Turkish authorities are preparing to auction off two major companies seized after the country’s 2016 attempted coup, drawing renewed attention to human rights and property rights concerns in the years since the failed military takeover, the TR724 news website reported.
The state-run Savings Deposit Insurance Fund (TMSF) announced tenders to auction İstikbal Mobilya, once part of the family-owned Boydak Holding conglomerate, and Akfel Gaz, a leading private natural gas importer.
İstikbal was seized by authorities after its owners were accused of ties to the Gülen movement, alleged to have orchestrated the 2016 coup attempt. Akfel Gaz was put under state control in 2017 after regulators cited alleged links to the Gülen network along with shareholder and financial irregularities, though its exact affiliation has been contested.
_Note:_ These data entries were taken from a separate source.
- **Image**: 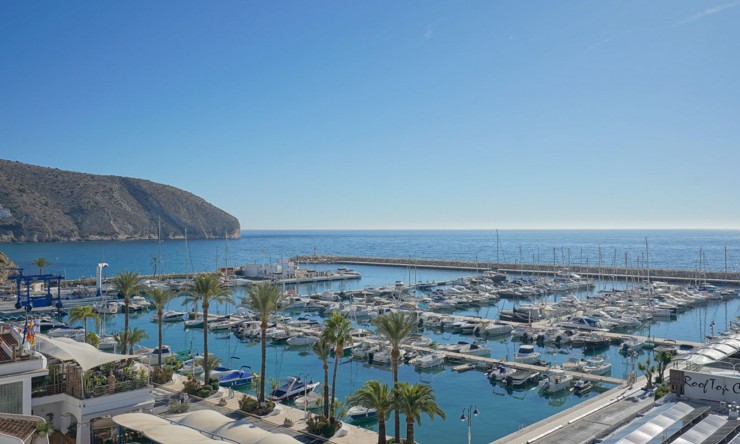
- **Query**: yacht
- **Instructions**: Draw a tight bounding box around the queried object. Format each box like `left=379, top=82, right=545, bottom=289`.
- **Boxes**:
left=270, top=376, right=320, bottom=401
left=514, top=344, right=540, bottom=364
left=347, top=405, right=378, bottom=421
left=486, top=365, right=516, bottom=381
left=139, top=345, right=174, bottom=365
left=218, top=365, right=254, bottom=387
left=539, top=368, right=573, bottom=393
left=411, top=353, right=445, bottom=368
Turkish President Recep Tayyip Erdoğan has been targeting followers of the Gülen movement, inspired by the late Muslim cleric Fethullah Gülen, since the corruption investigations of December 17-25, 2013, which implicated then-prime minister Erdoğan, his family members and his inner circle.
Dismissing the investigations as a Gülenist coup and a conspiracy against his government, Erdoğan began to target the movement’s members. He designated the movement as a terrorist organization in May 2016 and intensified the crackdown on it following an abortive putsch in July of the same year that he accused Gülen of masterminding. The movement strongly denies involvement in the coup attempt or any terrorist activity.
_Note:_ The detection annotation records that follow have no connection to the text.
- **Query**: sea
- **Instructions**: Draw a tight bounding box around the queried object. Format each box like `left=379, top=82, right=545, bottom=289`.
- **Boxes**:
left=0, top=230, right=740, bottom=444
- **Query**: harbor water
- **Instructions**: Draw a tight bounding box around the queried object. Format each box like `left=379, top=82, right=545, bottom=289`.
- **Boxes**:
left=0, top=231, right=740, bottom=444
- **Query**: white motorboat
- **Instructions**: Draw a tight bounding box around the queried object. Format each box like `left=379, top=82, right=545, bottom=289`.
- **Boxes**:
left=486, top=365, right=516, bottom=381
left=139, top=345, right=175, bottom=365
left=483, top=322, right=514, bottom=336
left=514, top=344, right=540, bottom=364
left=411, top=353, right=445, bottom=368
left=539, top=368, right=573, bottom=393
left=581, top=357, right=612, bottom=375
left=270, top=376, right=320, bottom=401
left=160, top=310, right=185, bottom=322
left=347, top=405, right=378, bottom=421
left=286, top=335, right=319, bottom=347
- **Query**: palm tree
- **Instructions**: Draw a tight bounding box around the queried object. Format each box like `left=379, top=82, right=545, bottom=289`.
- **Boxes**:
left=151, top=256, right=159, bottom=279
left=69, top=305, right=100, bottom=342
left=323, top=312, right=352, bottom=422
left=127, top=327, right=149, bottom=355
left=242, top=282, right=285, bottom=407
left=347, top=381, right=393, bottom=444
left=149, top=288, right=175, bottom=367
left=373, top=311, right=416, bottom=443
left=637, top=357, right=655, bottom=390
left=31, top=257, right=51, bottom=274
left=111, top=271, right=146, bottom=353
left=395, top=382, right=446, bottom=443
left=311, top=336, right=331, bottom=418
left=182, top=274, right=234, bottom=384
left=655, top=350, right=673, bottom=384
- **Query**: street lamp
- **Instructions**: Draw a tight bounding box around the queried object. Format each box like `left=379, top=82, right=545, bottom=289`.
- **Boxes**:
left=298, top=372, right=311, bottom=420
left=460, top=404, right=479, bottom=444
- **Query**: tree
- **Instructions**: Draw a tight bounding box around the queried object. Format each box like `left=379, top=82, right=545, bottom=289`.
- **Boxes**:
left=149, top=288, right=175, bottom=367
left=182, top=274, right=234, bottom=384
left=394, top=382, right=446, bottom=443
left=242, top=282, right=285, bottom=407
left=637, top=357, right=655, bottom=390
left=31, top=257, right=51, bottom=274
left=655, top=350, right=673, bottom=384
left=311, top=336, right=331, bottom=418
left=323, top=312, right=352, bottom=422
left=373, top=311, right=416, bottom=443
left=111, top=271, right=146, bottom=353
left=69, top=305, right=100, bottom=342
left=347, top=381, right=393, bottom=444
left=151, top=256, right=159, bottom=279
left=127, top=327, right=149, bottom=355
According to the official tender, the state will sell a 100 percent stake in İstikbal Mobilya with an estimated value of 12.5 billion Turkish lira (about $380 million), requiring a 625 million lira bid bond. The deadline for applications is September 30.
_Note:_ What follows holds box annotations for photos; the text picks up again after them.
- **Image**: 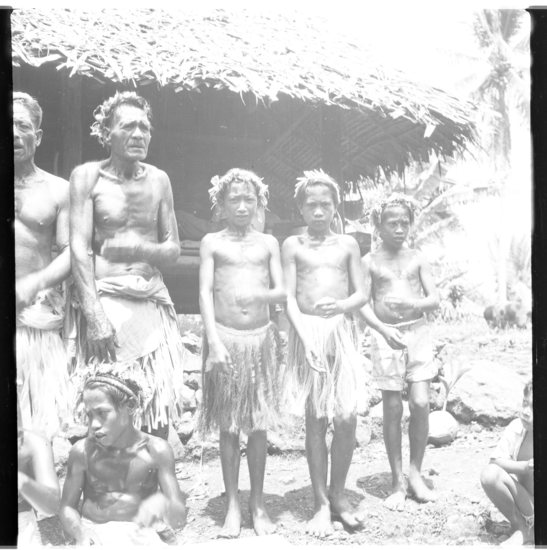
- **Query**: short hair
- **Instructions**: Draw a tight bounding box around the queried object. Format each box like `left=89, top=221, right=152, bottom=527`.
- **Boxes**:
left=370, top=193, right=418, bottom=228
left=91, top=91, right=152, bottom=147
left=13, top=92, right=42, bottom=130
left=82, top=370, right=142, bottom=413
left=294, top=169, right=340, bottom=208
left=209, top=168, right=269, bottom=208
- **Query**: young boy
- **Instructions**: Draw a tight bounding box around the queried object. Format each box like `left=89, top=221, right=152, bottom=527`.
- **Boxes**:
left=481, top=380, right=534, bottom=545
left=282, top=170, right=366, bottom=537
left=59, top=367, right=186, bottom=546
left=200, top=168, right=285, bottom=538
left=17, top=399, right=60, bottom=547
left=362, top=194, right=439, bottom=510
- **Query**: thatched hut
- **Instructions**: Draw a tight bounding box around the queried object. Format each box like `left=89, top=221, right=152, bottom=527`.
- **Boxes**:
left=12, top=9, right=472, bottom=311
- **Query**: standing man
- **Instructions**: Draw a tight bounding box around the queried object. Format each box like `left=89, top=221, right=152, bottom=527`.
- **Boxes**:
left=70, top=92, right=184, bottom=439
left=13, top=92, right=70, bottom=438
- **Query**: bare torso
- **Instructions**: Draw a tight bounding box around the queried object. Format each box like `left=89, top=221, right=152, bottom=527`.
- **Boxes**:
left=14, top=168, right=68, bottom=279
left=294, top=235, right=350, bottom=315
left=92, top=164, right=163, bottom=279
left=212, top=230, right=272, bottom=330
left=370, top=248, right=424, bottom=324
left=82, top=434, right=158, bottom=523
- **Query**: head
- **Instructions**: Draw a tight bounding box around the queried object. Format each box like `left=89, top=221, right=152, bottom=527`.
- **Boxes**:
left=371, top=193, right=416, bottom=249
left=294, top=170, right=340, bottom=232
left=13, top=92, right=42, bottom=166
left=91, top=92, right=152, bottom=161
left=82, top=373, right=141, bottom=446
left=520, top=380, right=534, bottom=430
left=209, top=168, right=268, bottom=228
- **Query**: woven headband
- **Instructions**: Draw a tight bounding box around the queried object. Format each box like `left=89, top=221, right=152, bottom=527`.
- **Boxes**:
left=85, top=375, right=139, bottom=401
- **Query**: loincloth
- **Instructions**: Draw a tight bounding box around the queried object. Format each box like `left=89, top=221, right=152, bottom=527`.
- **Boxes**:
left=81, top=518, right=165, bottom=549
left=74, top=272, right=187, bottom=429
left=370, top=317, right=438, bottom=391
left=284, top=313, right=368, bottom=418
left=15, top=289, right=72, bottom=438
left=198, top=321, right=281, bottom=434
A 2023 report from the Institute for Diplomacy and Economy (instituDE) estimates that Turkey has seized approximately $50 billion in assets from more than 1.5 million people affiliated with the Gülen movement since 2016. The report argues that such coordinated, large-scale confiscations — often carried out without meaningful judicial review or compensation — may meet the legal definition of “persecution” amounting to crimes against humanity under Article 7(1)(h) of the Rome Statute.
Boydak Holding, based in central Turkey, was a major industrial group with significant operations in furniture, textiles and energy. In 2016 authorities seized the holding and its subsidiaries, accusing its owners of financially supporting the faith-based Gülen movement. The takeover was part of a broader government purge targeting businesses, media outlets and institutions suspected of links to the movement.
Former Boydak Chairman Hacı Boydak and CEO Memduh Boydak along with several company officials had been put in pretrial detention in March 2016, even before the coup attempt, on charges of supporting the movement.
In 2018 Memduh Boydak was given a jail sentence of 18 years on conviction of leading a terrorist organization. Hacı Boydak received almost 12 years on charges of membership in a terrorist organization. Their sentences were upheld by the Supreme Court of Appeals in 2023. They are still in prison along with several other members of the Boydak family who were arrested following the coup attempt.
The market value of the approximately 700 companies taken over by the TMSF following the coup attempt is estimated to be between $4 billion and $5.4 billion in total.